Session 5: Manipulating Big Data
By most estimates, 80% of data analysis is cleaning and merging the data. This lecture introduces best practices for preparing your data in Python.
- Vanderplas, Jake. “Data Manipulation with Pandas.” Chapter 3 (pages 97-216) in Python Data Science Handbook . O'Reilly Media, Inc.
Session 6: Supervised Learning I
You are likely familiar with supervised learning, but you probably don't call it that. Supervised learning in the machine language term for when you are modeling one variable as a function of another set of variables, such as linear or logistic regression. This lecture reviews common methods for regression and classifications such as linear regression and introduces more complex algorithms.
- Müller, Andreas C. and Sarah Guido. “Supervised Learning.” Chapter 2 (pages 25-69) in Introduction to Machine Learning with Python: A Guide for Data Scientists, O'Reilly Media, Inc.

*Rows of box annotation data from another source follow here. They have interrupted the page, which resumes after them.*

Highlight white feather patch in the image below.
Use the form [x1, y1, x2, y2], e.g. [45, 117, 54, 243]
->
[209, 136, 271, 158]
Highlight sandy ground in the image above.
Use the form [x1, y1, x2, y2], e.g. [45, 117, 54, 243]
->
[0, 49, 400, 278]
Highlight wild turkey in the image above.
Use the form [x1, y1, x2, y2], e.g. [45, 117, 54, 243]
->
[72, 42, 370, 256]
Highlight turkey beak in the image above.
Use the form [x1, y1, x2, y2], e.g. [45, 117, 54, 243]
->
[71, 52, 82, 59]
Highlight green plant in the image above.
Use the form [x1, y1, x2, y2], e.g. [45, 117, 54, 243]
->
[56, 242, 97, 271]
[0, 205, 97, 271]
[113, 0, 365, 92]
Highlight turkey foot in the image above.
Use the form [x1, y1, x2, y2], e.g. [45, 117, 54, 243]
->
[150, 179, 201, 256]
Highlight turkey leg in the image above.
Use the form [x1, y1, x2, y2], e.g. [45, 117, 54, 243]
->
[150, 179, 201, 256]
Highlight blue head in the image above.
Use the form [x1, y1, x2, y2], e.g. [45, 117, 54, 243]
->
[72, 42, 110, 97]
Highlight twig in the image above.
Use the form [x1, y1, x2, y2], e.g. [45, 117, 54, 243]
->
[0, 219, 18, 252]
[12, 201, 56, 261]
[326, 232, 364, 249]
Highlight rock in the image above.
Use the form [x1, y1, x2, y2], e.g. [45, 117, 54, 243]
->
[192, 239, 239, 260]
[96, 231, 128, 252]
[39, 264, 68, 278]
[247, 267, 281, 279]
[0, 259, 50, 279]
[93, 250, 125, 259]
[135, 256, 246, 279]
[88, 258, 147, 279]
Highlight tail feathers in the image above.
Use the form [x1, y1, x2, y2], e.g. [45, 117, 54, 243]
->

Session 7: Model Evaluation
Keeping the data used to evaluate your model separate from the data used to develop your model is critical to the machine learning workflow. This is of particular concern when there are concerns about overfitting. This lecture introduces the idea of cross validation and reviews methods for evaluating model fit.
- Müller, Andreas C. and Sarah Guido. “Model Evaluation and Improvement.” Chapter 5 (pages 251-304) in Introduction to Machine Learning with Python: A Guide for Data Scientists, O'Reilly
Session 8: Supervised Learning II
This lecture extends on focus on supervised learning to techniques to include decision trees and random forest models.
- Müller, Andreas C. and Sarah Guido. “Supervised Learning.” Chapter 2 (pages 70-125) in Introduction to Machine Learning with Python: A Guide for Data Scientists, O'Reilly
Session 9: Working with Text Data
This lecture introduces the basics of manipulating and analyzing text data, including counting and analyzing term frequencies for text categorization.
- Müller, Andreas C. and Sarah Guido. “Working with Text Data.” Chapter 7 (pages 323-346) in Introduction to Machine Learning with Python: A Guide for Data Scientists, O'Reilly.
Session 10: Unsupervised Learning with Text Data
This lecture will introduce methods for analyzing themes in text data. The focus will be on topic modeling which involves assigning each document to one or multiple topics.
- Müller, Andreas C. and Sarah Guido. “Working with Text Data.” Chapter 7 (pages 347-356) in Introduction to Machine Learning with Python: A Guide for Data Scientists O'Reilly'
- O’Neil, Cathy and Rachel Schutt. “Next-Generation Data Scientists, Hubris, and Ethics” Chapter 16 (pages 349-362) in Doing Data Science. O'Reilly Media, Inc.
- Reading: Müller and Guido, Chapter 7.
Neal Caren is an Associate Professor of Sociology at the University of North Carolina, Chapel Hill. His research interests center on the quantitative analysis of protest and social movements. His work has been published in the American Sociological Review, Social Forces, Social Problems, and the Annual Review of Sociology. The data in many of his publications has been either scraped from the web, downloaded using APIs, or otherwise involved collected and analyzing texts. He is the author of a well-used publicly available script for converting Lexis-Nexis article downloads into a CSV file. For several years, he has run a graduate workshop on computational social science and digital data collection, has given external workshops on the topic, and has many several tutorials available online. He is also the editor of the social movements journal Mobilization.